En revanche, dans la décision Sunshine Village, précitée, il est clairement statué qu'une personne qui satisfait aux conditions requises pour obtenir la qualité pour agir dans l'intérêt public, laquelle est reconnue de façon discrétionnaire, peut invoquer le paragraphe 18.1(1) pour demander une réparation même si elle n'est pas «directement touché[e]». J'estime qu'il est préférable d'adopter ce point de vue, même si le libellé du paragraphe 18.1(1) donne à penser que seuls ceux qui satisfont au critère défini avant l'arrêt Finlay peuvent demander un contrôle judiciaire. En l'absence d'une disposition législative excluant expressément de la compétence de la Cour fédérale les demandeurs agissant dans l'intérêt public, il serait si insolite d'enfermer son pouvoir de connaître des demandes de contrôle judiciaire dans des limites auxquelles les autres tribunaux ne sont pas assujettis, que je ne saurais accepter l'interprétation plus étroite du paragraphe 18.1(1) que propose l'intervenante en l'espèce.

[44]Le CJC est un organisme qui, entre autres choses, participe à de nombreuses activités à caractère national, culturel et humanitaire en vue de servir les intérêts de la communauté juive. La publication de la marque officielle interdit au CJC, organisme juif, d'employer la menorah dans l'une quelconque de ses activités. Il est donc évident que le CJC est directement touché par la décision du registraire et que cette décision lui cause un préjudice. Toutefois, il est vrai que le CJC n'était pas partie à l'avis publié par le registraire, mais ceci s'inscrit dans le processus de demande de marque officielle.
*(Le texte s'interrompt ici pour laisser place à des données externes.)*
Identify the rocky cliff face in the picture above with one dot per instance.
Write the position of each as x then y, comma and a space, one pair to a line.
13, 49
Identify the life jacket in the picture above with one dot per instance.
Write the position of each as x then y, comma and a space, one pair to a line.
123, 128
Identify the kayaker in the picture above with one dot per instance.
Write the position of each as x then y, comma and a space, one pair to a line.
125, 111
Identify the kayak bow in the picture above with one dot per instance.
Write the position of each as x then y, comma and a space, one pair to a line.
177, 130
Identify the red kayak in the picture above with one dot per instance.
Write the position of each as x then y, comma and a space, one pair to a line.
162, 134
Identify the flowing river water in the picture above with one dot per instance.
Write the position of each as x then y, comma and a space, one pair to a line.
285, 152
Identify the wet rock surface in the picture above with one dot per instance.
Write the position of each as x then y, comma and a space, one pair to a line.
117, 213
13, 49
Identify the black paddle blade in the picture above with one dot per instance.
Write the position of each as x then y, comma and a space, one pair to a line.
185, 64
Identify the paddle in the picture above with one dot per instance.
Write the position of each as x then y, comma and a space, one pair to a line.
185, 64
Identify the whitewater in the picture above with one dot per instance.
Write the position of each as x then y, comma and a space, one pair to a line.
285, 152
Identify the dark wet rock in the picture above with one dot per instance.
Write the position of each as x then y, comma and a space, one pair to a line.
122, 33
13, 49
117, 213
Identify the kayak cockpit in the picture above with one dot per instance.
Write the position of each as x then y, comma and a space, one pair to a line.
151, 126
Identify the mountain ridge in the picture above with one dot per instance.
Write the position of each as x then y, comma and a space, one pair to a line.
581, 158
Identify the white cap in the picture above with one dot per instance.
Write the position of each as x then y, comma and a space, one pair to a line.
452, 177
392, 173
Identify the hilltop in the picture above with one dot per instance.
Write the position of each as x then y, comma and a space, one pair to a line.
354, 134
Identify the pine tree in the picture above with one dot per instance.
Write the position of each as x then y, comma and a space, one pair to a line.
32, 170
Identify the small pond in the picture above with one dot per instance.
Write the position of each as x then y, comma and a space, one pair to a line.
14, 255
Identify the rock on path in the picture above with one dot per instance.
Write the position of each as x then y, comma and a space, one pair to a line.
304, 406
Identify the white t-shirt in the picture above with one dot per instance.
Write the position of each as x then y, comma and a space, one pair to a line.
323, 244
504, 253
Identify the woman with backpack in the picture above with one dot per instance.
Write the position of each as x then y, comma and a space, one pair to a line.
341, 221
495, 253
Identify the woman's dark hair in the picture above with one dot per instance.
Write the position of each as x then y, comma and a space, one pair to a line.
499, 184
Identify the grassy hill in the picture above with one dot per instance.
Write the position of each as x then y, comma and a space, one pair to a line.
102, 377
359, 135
Le CJC allègue qu'il aurait pris les mesures nécessaires pour empêcher la décision du registraire mais, comme je l'ai mentionné précédemment, il n'était pas au courant de la demande de marque officielle.

[45]Le CJC est un organisme polyvalent qui rejoint tellement d'aspects de la culture et de la foi juives que la décision du registraire, de toute évidence, le touche directement. Il serait injuste de lui refuser la qualité pour agir parce que le processus de demande pour l'obtention d'une marque officielle empêche qu'il y ait à l'instance d'autres parties que la CPM et le registraire.

Qualité pour agir dans l'intérêt public

[46]De façon subsidiaire, la qualité pour agir dans l'intérêt public est un recours discrétionnaire habituellement accordé lorsque la validité d'une loi est en cause. La reconnaissance de cette qualité requiert l'appréciation de trois considérations suivant la prépondérance de la preuve: (i) une question grave ou réglable par voie judiciaire; (ii) un intérêt véritable dans l'issue de la demande; et (iii) l'absence d'autre moyen raisonnable et efficace de soumettre la question à la Cour.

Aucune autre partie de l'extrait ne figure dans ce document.